A debate on the use of drug-coated balloon angioplasty for in-stent restenosis
Let’s begin by looking at the treatment of in-stent restenosis: is there a clear choice between drug-coated balloons or drug-eluting stents? Is there a place for both strategies? Are they complementary? The complexity and nuances of these questions are explored by our experts Fernando Alfonso, Robert A. Byrne and Bruno Scheller, followed by critical commentary from Eric Van Belle and Julinda Mehilli.
The novel Myval transcatheter heart valve compared with the SAPIEN and Evolut valves
In a substudy of the LANDMARK trial, Niels van Royen, Andreas Baumbach and colleagues perform a head-to-head comparison of the balloon-expandable Myval transcatheter heart valve (THV) versus the balloon-expandable SAPIEN and the self-expanding Evolut THVs. At the primary endpoint, a 30-day composite of safety and effectiveness, the Myval device was found to be non-inferior to the other THVs. Stephan Windecker and Daijiro Tomii provide an editorial commentary.

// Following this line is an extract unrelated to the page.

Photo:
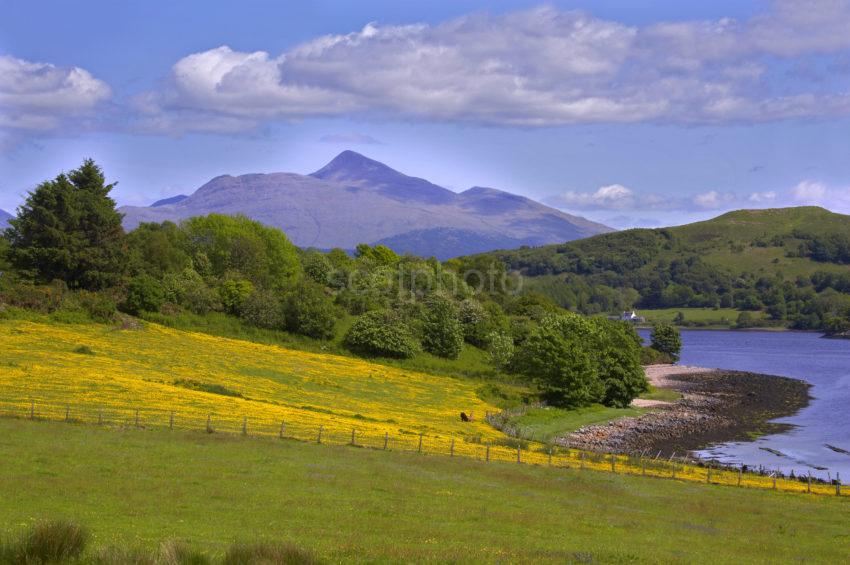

Treating bicuspid aortic stenosis − results from the Neo2 BAV Registry
The ACURATE neo2 transcatheter aortic valve implantation (TAVI) system has never been specifically evaluated for use in bicuspid aortic valve stenosis. The Europe-wide Neo2 BAV Registry addressed this question with authors Andreas RuÌück, Darren Mylotte and colleagues evaluating the safety, efficacy and clinical performance of the ACURATE neo2 valve in patients with severe bicuspid aortic stenosis. They found this THV demonstrated good technical success and early safety with low rates of stroke, permanent pacemaker implantation and moderate paravalvular leakage.
Predicting delayed conduction disturbances after TAVI – the D-PACE scoring system
To improve our ability to identify patients eligible for early discharge after TAVI, Francesco Bendandi, Francesco Saia and colleagues describe their development of the D-PACE scoring system. Using electrocardiographic and procedural variables, the D-PACE score can stratify TAVI patients according to their postprocedural risk of delayed high-grade atrioventricular block increasing the ability to predict its occurrence and, thus, help identify low-risk patients suitable for next-day discharge. The article is accompanied by an editorial by Stefan Toggweiler.